Overview of Analyses
To determine the predictive accuracy of the scale, the AUC derived from the receiver operating characteristic (ROC) analysis was used as it is the most recommended and reported statistics for reporting predictive accuracy of risk scales for fixed follow-up times (Rice & Harris, 2005). The AUC is an effect size and measure of accuracy of a diagnostic test. In general, greater AUC values indicate better test performance. AUC values range from 0.5 (no diagnostic ability) to 1.0 (perfect diagnostic ability). Therefore, higher AUCs indicate that the model is better able to discriminate between individuals who experience the event compared with those that do not (Hosmer et al., 2013). For the current study, higher AUC values indicated that the model was better able to discriminate between youth who have re-offended vs. those who did not.
Survival analyses were conducted to examine whether lower risk and higher strength scores on the YASI related to more successful outcomes (i.e., no recidivism or longer periods until recidivism). The Cox regression model was chosen given that it is more robust than other methods (Allison, 1995) and most used in the field (Tabachnick & Fidell, 2013). The Cox regression survival analysis is a multiple linear regression that examines the relation between the incidence of an event and a set of covariates (Bradburn et al., 2003). In the Cox regression model, the exponent(B) is named hazard ratios to represent the ratio of the incidence of the event happening to the incidence of the event not happening (Bradburn et al., 2003). A hazard ratio value greater than one suggests that survival time declines (i.e., recidivism happens faster), whereas a hazard ratio value less than one suggests that survival time increases (i.e., recidivism took longer, if at all; Tabachnick & Fidell, 2013). The proportional hazards assumption was tested for all models for the risk and strength total scores. For the models in which the assumption was not met, the time-dependent covariate was included in the model (Kleinbaum & Klein, 2012).

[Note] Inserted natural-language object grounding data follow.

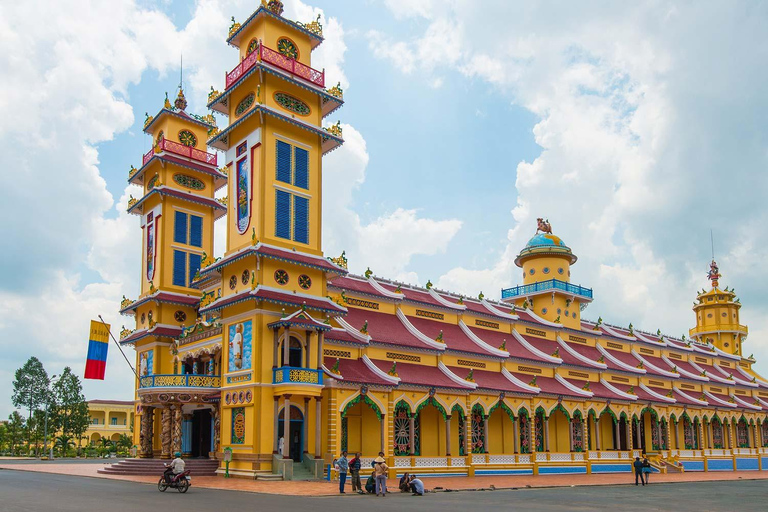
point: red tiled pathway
(456, 483)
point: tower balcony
(715, 328)
(293, 375)
(153, 382)
(277, 59)
(175, 148)
(542, 287)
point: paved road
(36, 492)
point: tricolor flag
(98, 343)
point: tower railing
(276, 59)
(552, 284)
(181, 150)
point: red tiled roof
(515, 349)
(490, 380)
(383, 328)
(354, 285)
(341, 335)
(418, 375)
(355, 370)
(453, 336)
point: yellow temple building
(278, 357)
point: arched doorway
(295, 432)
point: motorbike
(180, 482)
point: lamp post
(45, 435)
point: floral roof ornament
(181, 100)
(234, 27)
(313, 26)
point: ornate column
(597, 433)
(216, 428)
(165, 433)
(176, 428)
(411, 434)
(318, 425)
(448, 436)
(287, 426)
(276, 425)
(146, 433)
(306, 424)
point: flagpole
(119, 347)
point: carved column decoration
(165, 433)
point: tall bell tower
(717, 316)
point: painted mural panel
(240, 346)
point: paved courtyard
(24, 491)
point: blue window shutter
(180, 228)
(301, 219)
(301, 172)
(283, 162)
(196, 230)
(194, 266)
(179, 268)
(283, 214)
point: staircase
(198, 467)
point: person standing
(380, 471)
(343, 464)
(354, 468)
(638, 465)
(646, 470)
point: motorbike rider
(176, 467)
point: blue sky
(634, 129)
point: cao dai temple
(277, 357)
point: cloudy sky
(635, 128)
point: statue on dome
(544, 226)
(714, 273)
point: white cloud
(652, 126)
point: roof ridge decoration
(455, 378)
(517, 382)
(365, 338)
(376, 286)
(479, 342)
(618, 362)
(490, 307)
(653, 366)
(610, 331)
(682, 372)
(417, 333)
(534, 350)
(439, 298)
(659, 396)
(580, 357)
(689, 397)
(614, 389)
(717, 400)
(379, 372)
(575, 389)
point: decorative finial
(543, 225)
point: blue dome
(544, 240)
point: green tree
(70, 410)
(30, 386)
(15, 428)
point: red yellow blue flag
(98, 344)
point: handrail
(182, 150)
(275, 58)
(552, 284)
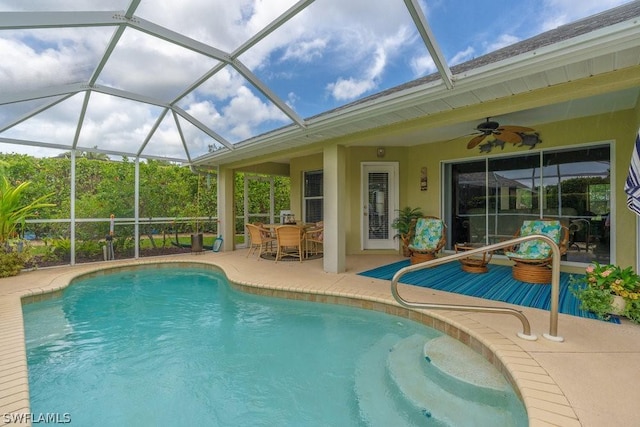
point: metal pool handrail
(526, 332)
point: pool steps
(439, 388)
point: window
(487, 200)
(313, 196)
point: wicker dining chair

Improvement Target for Decision-Making
After a thorough examination of the literature, no specific improvement targets were noted specific to the tool or to the field, or more generally. In general, the predictive accuracy of assessment tools for justice-involved individuals is small to large, with AUC values between .63 to .78 (Brown et al., 2020; Singh et al., 2011). More specifically for the YASI pre-screen, predictive accuracy is generally negligible to moderate (AUC values = .55 - .79; Baird et al., 2013; Orbis Partners, 2007; Scott et al., 2019). The effect sizes of the AUCs will be compared with respect to being small (.56), medium (.64), and large (.71; Rice & Harris, 2005). The 95% confidence intervals of the AUCs of the original method compared with the other weighting methods will be evaluated. If the confidence intervals do not overlap and the AUC value is higher than the original method, this would indicate that the weighting method had better predictive accuracy compared with the original method. This decision was made by the research team given the lack of benchmarks available in the literature for comparisons or criteria of improvement in fit.
Results
Calibration Sample
Predictive Accuracy
In the calibration sample, risk scores did not significantly differ for general recidivism. For violent dispositions, logistic regression outperformed the original weighting method, increasing the effect size from small-medium to large. See Table S2 in Supplementary Materials. Notably, the 95% confidence intervals for the AUCs produced by the logistic regression weighting method overlapped the original method, except for predicting violent dispositions. Therefore, there was an improvement from a small-medium to a large effect size from the original method to the logistic regression weighting method.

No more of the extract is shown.